Accordingly, only "bond funds" are displayed to the end-user
associated with end-user profile 140B. Only "commodity funds";
"mid-cap stock funds"; and "initial public offerings" are displayed
for the end-user associated with end-user profile 140A.
[0030] FIG. 2 is a flowchart 200 depicting the operational steps
for processing facets, in accordance with an embodiment of the
present invention.
[0031] Flowchart 200 are the operational steps performed by program
155.
[0032] In step 205, program 155 receives a query and associated
information. In this exemplary embodiment, program 155 receives
query from GUI 120 in the form of a user query. In other
embodiments, program 155 can receive a search query from one or
more other components of data processing environment 100 via
network 115. A query and associated information as used herein,
refers to an executed search including a query and the associated
search results of the query. For example, the query may include
alphanumerical text such as "stocks" and the associated information
for the query can include search results such as price, market cap,
and industry.
[0033] In step 210, program 155 performs an offline analysis on the
received query and associated information. In this exemplary
embodiment, program 155 leverages topic modelling topic model of
the corpus to perform an offline analysis on the associated
information obtained from the query (e.g., the data obtained from
step 205). In this embodiment, associated information can include a
search log entry. Each search log entry contains: (i) the end-user
ID; (ii) the query entered in search engine; (iii) the results
obtained from the query; and (iv) the results that the end-user
clicked on versus the results that the end-user skipped (e.g., user
responses). For each end-user, (i) analysis is performed on: (a)

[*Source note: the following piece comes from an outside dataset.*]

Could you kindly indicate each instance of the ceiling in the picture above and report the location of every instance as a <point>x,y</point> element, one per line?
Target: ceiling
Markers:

each query issued by an end-user, or (b) collated top topics in the
document "facets" or "categories"; (ii) a faceted list is added to
end-user profile 140; and (iii) faceted weights in end-user profile
140 are updated. The data contained within the search log entry;
issued queries; collated top topics; a faceted list; and the
faceted weights are used to construct end-user profile 140. Each
result associated with each document is a topic distribution. The
most relevant results to answer the query, based on end-user
selections and/or preconfigured settings, are ascribed to the "top
topics." The top topics in the corpus characterize the facets of
the corpus as a faceted hierarchy, as described above.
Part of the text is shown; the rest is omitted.